For what police have labeled “flash mobs” in Chicago really isn’t what was meant by the people who came up with that term.
IN THE STRICTEST terms, a flash mob is where a group of people suddenly break out into a mass action. Some consider it a display of public art.
You could be walking around the street when, suddenly, everybody around you starts doing a funky dance for a few seconds. Before you fully comprehend what is happening, everybody disperses.
|"Flash mobs" in Chicago of late haven't been anywhere near this colorful. Or entertaining. Photograph provided by Denver Public Library.|
What makes these acts unique is the use of cellphone communications to let people “in the know” know exactly when they’re supposed to act.
Just like the guy in the commercial, who would have known that his “flash mob” was delayed if he had a decent portable phone service.
Before the person can really get their bearings and respond, the swarm suddenly dissipates – and the person gets to sort through their newly acquired bruises and figure out what got stolen from their person.
The Chicago-style flash mobs have focused their attention on the downtown shopping districts, which means it is likely that the tourists will wind up being the victims. This particular type of nonsense could wind up besmirching the city’s reputation far worse than the Chicago Cubs’ losing ways ever have.
WE LITERALLY HAVE Mayor Rahm Emanuel saying this is a priority, and his new police Superintendent Garry McCarthy saying his officers are now working undercover at mass transit stations and other potential “choke points” in hopes that they can “flash” the “flash mobs” and swarm on them when they try to swarm on a would-be crime victim.
Because the problem for police is that these attacks are so coordinated and quick that the perpetrators are long gone by the time police arrive at the would-be crime scene.
There have been a few stray arrests. But it seems that the mentality has become that so many people get away undetected that it becomes worth the risk that one will get arrested by participating in such an incident.
There are those who are trying to use these incidents to their benefit.
THE ILLINOIS STATE Rifle Association issued a warning to its members saying they should avoid traveling to Chicago because of the chance they will get assaulted by a “flash mob.”

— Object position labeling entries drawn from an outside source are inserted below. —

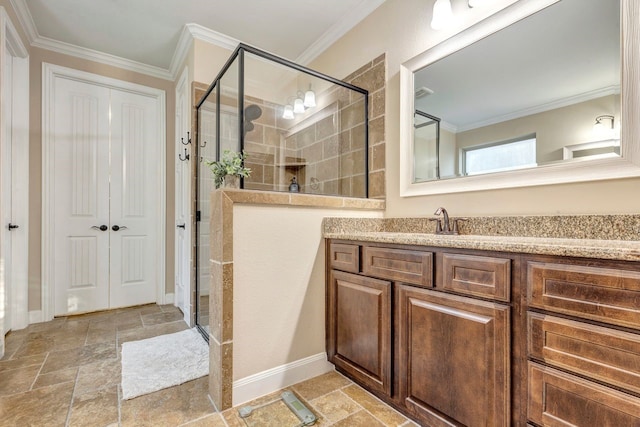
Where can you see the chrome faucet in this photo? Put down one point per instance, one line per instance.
(442, 211)
(445, 226)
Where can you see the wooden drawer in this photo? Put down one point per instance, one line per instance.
(401, 265)
(476, 275)
(560, 399)
(604, 354)
(344, 256)
(605, 294)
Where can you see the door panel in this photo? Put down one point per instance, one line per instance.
(183, 203)
(6, 206)
(81, 145)
(133, 198)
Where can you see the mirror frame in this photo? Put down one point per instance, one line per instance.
(627, 165)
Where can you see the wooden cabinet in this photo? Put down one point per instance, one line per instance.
(453, 363)
(583, 342)
(474, 338)
(359, 328)
(442, 358)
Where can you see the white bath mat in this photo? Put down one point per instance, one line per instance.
(163, 361)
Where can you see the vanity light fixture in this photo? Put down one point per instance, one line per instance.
(298, 106)
(602, 130)
(309, 98)
(442, 14)
(288, 112)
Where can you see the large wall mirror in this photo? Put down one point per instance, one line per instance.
(543, 92)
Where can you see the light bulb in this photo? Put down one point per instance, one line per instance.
(298, 106)
(288, 112)
(309, 99)
(442, 14)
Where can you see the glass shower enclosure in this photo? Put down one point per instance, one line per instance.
(302, 131)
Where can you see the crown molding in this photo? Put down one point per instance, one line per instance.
(103, 58)
(192, 31)
(339, 29)
(25, 19)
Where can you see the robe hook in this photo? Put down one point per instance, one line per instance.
(188, 140)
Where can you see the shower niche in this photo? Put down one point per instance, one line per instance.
(290, 121)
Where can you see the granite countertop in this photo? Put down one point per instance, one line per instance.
(623, 250)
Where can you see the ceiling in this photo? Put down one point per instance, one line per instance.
(147, 33)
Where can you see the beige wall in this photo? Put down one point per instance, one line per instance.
(401, 29)
(278, 284)
(37, 58)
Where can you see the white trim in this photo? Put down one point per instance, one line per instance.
(339, 29)
(36, 316)
(627, 165)
(103, 58)
(253, 386)
(182, 88)
(49, 73)
(25, 19)
(169, 298)
(12, 45)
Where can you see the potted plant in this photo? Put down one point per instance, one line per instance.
(229, 168)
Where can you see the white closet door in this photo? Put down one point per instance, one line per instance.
(80, 141)
(134, 162)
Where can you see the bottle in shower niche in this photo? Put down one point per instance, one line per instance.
(294, 187)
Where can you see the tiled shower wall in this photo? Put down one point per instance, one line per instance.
(325, 151)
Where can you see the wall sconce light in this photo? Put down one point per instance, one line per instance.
(298, 106)
(309, 98)
(288, 112)
(442, 14)
(602, 130)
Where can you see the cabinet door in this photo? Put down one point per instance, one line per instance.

Of course, what they argued is the real problem is that people in Chicago don’t like the idea of concealed firearms. These people seem to think the solution to “flash mobs” is to let them carry their pistols tucked in their waist belt so they can whip it out and shoot anyone they think is about to flash them.
Not that these people want to hear fact. But in these incidents, the attackers aren’t carrying weapons. Which would mean that the person pulling out a pistol would be committing a criminal act far worse than anything he thinks is about to be done unto him. It also makes their statement nothing more than politically-partisan trash-talk.
In fact, confusion about what constitutes a “flash mob” may well be a sticking point.
McCARTHY ON WEDNESDAY said one problem is that some incidents are being lumped into the “flash mob” category when they’re really not.
The Chicago Sun-Times reported about one incident that was a pickpocket incident resulting in a fight by a person who wanted his wallet back. With some bystanders getting caught into the brawl, it has been mistaken for something more significant than it was, in McCarthy’s opinion.
Which means we may have to take into account the motivations of those people who talk about how severe this new “flash mob” trend is in Chicago. Some people may well be looking to stir up trouble.
Then again, if the whole idea of “flash mobs” being criminal causes AT&T to stop airing that television commercial, then perhaps there is a positive element to all of this. Because that ad really is stupid.